Some people claim continued Kegel exercises result in other bonuses, including enhanced sexual pleasure, and avoidance of the dreaded “sneeze pee,” or stress incontinence.
Peri Bottle: Squirt
Me
Your health care provider will give you a perineal squirt bottle for use after
delivery. Fill it with warm water, and irrigate the area during and after urination.
Feels great. Use it after a bowel movement as well for scrupulous cleanliness,
and remember: no straining!
In the days after your beautiful babe is born, you will undoubtedly have many visitors who, if they are clever, will do your laundry, wash your dishes, walk your dog, put a casserole in the oven and scoot out the door. Many will remind you to “take care.” We know that’s what you’ve been doing all along, and what you will do with your little one in the years to come. Remember, too, that “taking care” means taking care of you - and all your private parts.
Peri Care
Here's an overview of the standard perineal care regimen suggested by many caregivers
for all new moms:
• Avoid touching the affected area.
• Use the peri-bottle to squirt warm water on your perineum during urination. The water will dilute the urine so it won’t sting.

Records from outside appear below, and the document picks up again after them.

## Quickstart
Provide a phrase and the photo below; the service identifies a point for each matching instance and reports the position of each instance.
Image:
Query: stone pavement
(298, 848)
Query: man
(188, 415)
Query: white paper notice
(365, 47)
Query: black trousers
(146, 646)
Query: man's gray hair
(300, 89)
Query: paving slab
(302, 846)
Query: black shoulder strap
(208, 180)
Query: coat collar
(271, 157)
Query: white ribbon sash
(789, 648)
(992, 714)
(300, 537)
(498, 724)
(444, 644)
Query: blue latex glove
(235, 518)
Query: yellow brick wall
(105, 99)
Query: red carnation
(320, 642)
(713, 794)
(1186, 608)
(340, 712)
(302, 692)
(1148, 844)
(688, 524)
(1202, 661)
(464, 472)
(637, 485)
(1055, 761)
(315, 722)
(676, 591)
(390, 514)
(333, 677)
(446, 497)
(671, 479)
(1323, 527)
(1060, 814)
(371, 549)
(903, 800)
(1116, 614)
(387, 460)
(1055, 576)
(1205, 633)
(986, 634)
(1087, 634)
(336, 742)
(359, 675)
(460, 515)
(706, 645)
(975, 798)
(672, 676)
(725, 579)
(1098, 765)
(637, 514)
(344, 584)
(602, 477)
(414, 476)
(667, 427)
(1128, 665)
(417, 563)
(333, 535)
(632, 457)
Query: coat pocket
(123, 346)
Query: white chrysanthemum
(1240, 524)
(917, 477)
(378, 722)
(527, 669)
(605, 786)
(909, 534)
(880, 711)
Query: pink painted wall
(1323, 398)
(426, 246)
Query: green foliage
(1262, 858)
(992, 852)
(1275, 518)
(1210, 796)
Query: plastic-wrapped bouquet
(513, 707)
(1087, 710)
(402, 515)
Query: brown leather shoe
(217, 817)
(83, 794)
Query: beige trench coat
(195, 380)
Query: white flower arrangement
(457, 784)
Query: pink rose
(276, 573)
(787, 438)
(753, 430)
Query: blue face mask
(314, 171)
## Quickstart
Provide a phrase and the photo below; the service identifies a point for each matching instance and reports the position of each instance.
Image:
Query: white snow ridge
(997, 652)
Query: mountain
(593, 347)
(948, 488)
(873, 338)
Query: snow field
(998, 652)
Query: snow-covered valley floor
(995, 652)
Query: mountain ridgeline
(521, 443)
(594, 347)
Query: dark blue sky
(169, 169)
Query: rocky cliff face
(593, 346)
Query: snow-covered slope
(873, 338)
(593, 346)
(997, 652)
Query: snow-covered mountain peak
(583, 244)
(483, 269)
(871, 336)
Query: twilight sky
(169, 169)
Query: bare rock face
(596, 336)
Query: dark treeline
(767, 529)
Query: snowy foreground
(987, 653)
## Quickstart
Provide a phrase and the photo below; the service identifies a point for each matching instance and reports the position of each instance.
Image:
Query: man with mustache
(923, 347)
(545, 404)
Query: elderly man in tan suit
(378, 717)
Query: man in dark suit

• Pat the area dry from front to back to avoid introducing germs from the rectum into the vaginal area.
• Change your sanitary pad every four hours.
• When you get home and have some privacy, lie in bed without the sanitary pad and let your perineum “air dry.” Put some old towels down first.
• Apply ice packs every couple of hours for the first 12 to 24 hours. The ice will help reduce swelling.
• After the first day, heat helps increase circulation to the site and promotes healing. Try a heat lamp, blow dryer or warm sitz bath.
• Avoid standing or sitting for long periods, which can strain an already over-taxed perineum.
• Consult your midwife or doctor if you’re not finding relief or if you experience any fever. For pain, your caregiver may prescribe pain relievers or medicated pads. Fever may be a sign of infection — always a possibility if you have stitches or cuts — but with proper perineal care the risk is considered minimal.
• Relax and give yourself time to heal. Every new mom recovers in her own way and on her own schedule. Follow your caregiver’s instructions, focus on healing, and begin the lifelong process of getting to know your baby.